Testing the installation
We provide a demo mode with reduced datasets so the user can check if the installation is working properly. This mode will check the 5 main modes (translation, database, search, postms, and ribocov). - First, you need to download the demo_data from the releases page and put it in the same directory as the Rp3.py script. - Then, to check all modes at once, simply run
$ rp3.py demo --threads 8 --outdir demo_outdir
This will use 8 threads to test all 5 main modes of the RP3 pipeline. Typical run time to test every mode is ~30-50 min, but can vary depending on available computational resources. The whole workflow of the pipeline is time-consuming because it has to deal with multiple types of omics datasets.

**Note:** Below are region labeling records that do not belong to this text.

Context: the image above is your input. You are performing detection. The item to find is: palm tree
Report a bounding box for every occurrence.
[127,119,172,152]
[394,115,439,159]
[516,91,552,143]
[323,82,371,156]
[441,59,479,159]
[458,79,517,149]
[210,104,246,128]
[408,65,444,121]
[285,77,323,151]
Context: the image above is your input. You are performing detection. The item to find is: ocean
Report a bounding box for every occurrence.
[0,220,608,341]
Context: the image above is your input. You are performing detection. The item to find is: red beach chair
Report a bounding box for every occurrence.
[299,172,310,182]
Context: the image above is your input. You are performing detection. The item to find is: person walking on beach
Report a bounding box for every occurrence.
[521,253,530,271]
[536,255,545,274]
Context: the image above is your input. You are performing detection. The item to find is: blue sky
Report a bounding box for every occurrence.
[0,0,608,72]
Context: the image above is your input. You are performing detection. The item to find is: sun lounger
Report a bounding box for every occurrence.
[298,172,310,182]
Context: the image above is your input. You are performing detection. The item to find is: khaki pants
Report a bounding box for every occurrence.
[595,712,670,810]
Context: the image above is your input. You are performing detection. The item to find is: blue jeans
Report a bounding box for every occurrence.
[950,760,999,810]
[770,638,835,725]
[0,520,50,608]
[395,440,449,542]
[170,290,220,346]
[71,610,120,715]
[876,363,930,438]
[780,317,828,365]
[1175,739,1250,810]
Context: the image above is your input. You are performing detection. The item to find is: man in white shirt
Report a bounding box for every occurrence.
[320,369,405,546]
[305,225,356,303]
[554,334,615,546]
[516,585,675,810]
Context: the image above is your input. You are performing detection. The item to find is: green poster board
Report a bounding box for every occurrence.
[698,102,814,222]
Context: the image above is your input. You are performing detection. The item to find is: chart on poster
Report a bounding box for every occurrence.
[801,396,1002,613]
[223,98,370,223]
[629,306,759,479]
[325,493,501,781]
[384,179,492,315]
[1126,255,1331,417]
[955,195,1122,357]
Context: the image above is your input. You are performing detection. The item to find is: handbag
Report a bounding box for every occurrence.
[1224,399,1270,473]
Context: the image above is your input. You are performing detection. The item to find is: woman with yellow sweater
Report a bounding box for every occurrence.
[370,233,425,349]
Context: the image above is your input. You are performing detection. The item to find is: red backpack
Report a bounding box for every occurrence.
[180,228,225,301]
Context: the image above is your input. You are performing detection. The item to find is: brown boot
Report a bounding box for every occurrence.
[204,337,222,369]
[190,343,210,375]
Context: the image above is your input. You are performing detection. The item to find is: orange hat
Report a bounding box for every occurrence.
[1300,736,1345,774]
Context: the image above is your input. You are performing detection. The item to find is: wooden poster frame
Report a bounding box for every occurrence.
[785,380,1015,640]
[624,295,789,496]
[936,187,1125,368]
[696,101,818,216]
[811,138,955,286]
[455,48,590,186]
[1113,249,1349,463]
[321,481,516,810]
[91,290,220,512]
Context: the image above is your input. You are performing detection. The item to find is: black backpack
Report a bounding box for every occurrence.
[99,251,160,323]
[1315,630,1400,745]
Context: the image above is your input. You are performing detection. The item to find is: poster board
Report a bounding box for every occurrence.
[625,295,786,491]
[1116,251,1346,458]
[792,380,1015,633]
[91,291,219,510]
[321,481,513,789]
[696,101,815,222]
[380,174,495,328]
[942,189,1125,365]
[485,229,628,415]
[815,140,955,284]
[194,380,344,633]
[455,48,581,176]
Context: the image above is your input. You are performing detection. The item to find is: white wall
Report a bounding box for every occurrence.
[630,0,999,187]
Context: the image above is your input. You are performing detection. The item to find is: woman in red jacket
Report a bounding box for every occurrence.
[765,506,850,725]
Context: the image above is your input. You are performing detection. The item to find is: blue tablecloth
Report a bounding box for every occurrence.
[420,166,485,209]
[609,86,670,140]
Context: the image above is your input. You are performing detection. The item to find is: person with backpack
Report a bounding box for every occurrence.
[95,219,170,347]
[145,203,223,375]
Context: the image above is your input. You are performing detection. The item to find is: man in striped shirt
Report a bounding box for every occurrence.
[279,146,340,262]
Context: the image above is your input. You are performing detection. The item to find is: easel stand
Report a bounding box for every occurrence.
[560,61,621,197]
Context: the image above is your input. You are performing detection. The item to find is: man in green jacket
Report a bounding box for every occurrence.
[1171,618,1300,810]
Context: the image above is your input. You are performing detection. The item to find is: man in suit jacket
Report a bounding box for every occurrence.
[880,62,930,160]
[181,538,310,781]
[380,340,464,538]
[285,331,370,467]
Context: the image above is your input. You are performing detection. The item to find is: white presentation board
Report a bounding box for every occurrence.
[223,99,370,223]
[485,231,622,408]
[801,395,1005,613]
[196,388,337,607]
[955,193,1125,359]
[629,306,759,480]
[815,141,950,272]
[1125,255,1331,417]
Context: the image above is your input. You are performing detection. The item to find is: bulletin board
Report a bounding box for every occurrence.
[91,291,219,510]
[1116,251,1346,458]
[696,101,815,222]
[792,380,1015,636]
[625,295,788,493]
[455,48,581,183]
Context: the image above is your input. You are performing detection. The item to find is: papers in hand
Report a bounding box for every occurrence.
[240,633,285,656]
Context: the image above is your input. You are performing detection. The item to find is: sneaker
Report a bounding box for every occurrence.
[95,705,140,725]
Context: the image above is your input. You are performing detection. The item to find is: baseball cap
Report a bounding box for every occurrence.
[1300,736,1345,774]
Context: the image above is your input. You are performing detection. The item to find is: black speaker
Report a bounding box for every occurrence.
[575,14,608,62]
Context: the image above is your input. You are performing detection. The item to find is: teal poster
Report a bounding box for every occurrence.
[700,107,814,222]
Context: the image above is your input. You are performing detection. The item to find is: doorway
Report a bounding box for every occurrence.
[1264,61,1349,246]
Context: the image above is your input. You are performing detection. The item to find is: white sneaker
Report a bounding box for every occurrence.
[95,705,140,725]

The output files will be generated at demo_outdir, or another specified directory.
- If you want to skip a mode during testing, pass the argument –skip_database, for instance. All parameters available for the demo mode can be checked with rp3.py demo -h.
If testing also the Ribocov mode, you will need to provide STAR indexes for the hg19 genome. These are very large files and we make them available for download in this box folder: https://salkinstitute.box.com/s/5uyf0tdfm7w1zgx3kqr1u367zlg9ocoy. Alternatively, you can use your own indexes. For demo mode, make sure to put these indexes inside the sofware directory under the folder
STAR_indexes.
Test dataset
The test data is composed of single files (to enable fast testing of the software’s core functionalities) from studies used in the published manuscript. For each mode:
search: the mzML file 20130328_EXQ1_MiBa_SA_HCC1937.mzML from MassIVE (accession MSV000089022).
ribocov: SRR8449580.fastq file containing Ribo-Seq reads from GEO Series (GSE198109).
Additionally, reference annotation files are included in the testing datasets. These are used for nearly every mode of the pipeline:
Reference GTF, rRNA and tRNA fasta, and genome Fasta files from hg19 assembly from UCSC. Human RefSeq from latest assembly from NCBI. Human reference proteome from Uniprot.
Every file is located inside the demo_data directory, located inside the Rp3 directory. If you want to download the demo_data, get it from the release page, separately from the source code.